Cheney also championed the role of the CIA in his speech before the AEI, taking umbrage at those who compared the spy agency’s "enhanced interrogation" techniques with those who abused prisoners at Abu Ghraib prison in Iraq: "It takes a deeply unfair cast of mind to equate the disgraces of Abu Ghraib with the lawful, skillful, and entirely honorable work of CIA personnel trained to deal with a few malevolent men."
It is hardly surprising to anyone who knows the history of neoconservatism that Cheney, speaking as a leading neocon before a group of other neocons, would defend the CIA so adamantly. Irving Kristol, the man who has been dubbed the "godfather of neoconservatism," co-founded the British-based Encounter magazine that had been funded by the CIA. Thomas W. Braden, who headed the CIA’s IOD (International Organizatons Division) operations between 1951 to 1954, admitted that the money for the magazine "came from CIA, and few outside the CIA knew about it."
Kristol, like Cheney, is a member of the elitist Council on Foreign Relations, and a fellow emeritus at the American Enterprise Institute, of which Cheney is a Trustee.
Like many early neocons, Kristol was a Trotskyite, an adherent of the teachings of Leon Trotsky, a commissar under Vladimir Lenin, in his youth. Another early necon, Willmoore Kendall, had also been a Trotskyite and had served in the OSS during World War II, staying on when the OSS became the CIA in 1947, and then became a Yale professor. This proved to be a common theme among the founders of neoconservatism: a Trotskyite philosophy; service with or connections to the OSS and the CIA; and, finally, a career in politically oriented journalism.
When Willmoore Kendall was a professor at Yale, he came to have great influence over one of his brightest students — William F. Buckley, Jr. Buckley would long be given undeserved recognition as a leader in the "conservative" movement, when it was, in fact, neoconservatism that Buckley so zealously advanced.
When Buckley sought to avoid military service after finishing Yale during the Korean War, Kendall sent him to James Burnham, another Trotskyite socialist who had also seen service with the OSS and then with the CIA. The plan was to have Buckley avoid serving in the military by having him serve in the CIA instead.
These two men, Kendall and Burnham, strongly influenced Buckley and were part of the initial team when their protegé launched National Review magazine in 1955. The early National Review team was loaded with Trotskyites and CIA veterans. So strong was the CIA presence at the neocon magazine that columnist Gary Wills, formerly a close friend of Buckley’s, expressed publicly his strong suspicions that National Review had been a "CIA operation."

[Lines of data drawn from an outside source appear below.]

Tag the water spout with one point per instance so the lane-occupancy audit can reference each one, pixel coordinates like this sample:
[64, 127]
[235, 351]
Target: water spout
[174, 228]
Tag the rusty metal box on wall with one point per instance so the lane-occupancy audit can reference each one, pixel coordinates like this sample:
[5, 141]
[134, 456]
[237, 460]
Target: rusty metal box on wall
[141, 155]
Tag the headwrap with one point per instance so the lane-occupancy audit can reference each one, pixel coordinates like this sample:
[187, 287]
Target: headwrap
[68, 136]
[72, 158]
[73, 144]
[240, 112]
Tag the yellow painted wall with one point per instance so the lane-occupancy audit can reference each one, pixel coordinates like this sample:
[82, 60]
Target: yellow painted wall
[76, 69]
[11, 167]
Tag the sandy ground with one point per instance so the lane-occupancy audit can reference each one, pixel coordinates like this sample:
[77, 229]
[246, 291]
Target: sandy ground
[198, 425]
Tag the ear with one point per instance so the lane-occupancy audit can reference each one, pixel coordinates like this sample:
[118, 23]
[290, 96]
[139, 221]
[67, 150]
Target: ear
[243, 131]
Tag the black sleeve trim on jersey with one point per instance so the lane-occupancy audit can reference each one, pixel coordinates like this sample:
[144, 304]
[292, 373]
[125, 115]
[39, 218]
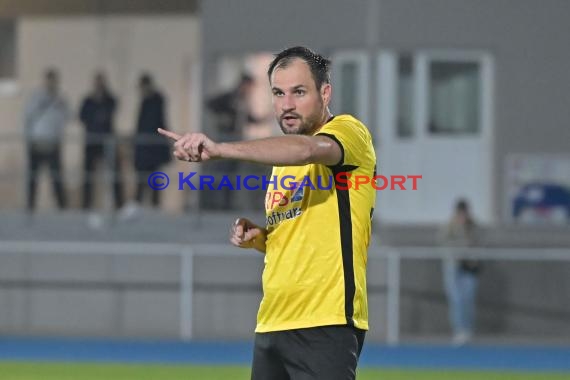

As for Cheney’s credentials, while already a member of the board of directors at the Council on Foreign Relations, he accepted a post at the neocon AEI and later was CEO of Haliburton Corporation, a company with widespread defense contracts in support of both wars in Iraq. Interestingly, in April 2002, Halliburton’s subsidiary KBR (formerly Kellogg, Brown and Root) was awarded a $7 million contract to construct steel holding cells at Camp X-Ray — the detention facility at the U.S. Naval Base at Guantanamo Bay, Cuba.
Given his past associations, Dick Cheney is hardly an impartial defender of the CIA’s "enhanced interrogation" techniques.
As for why anyone should care that a few foreigners that very likely had terrorist connections were abused by the CIA? Because bending the Bill of Rights regarding suspected terrorists has set a precedent that may be used against today’s (and tomorrow’s) patriotic citizens.
The Bill of Rights does not exist to protect the guilty, but the innocent.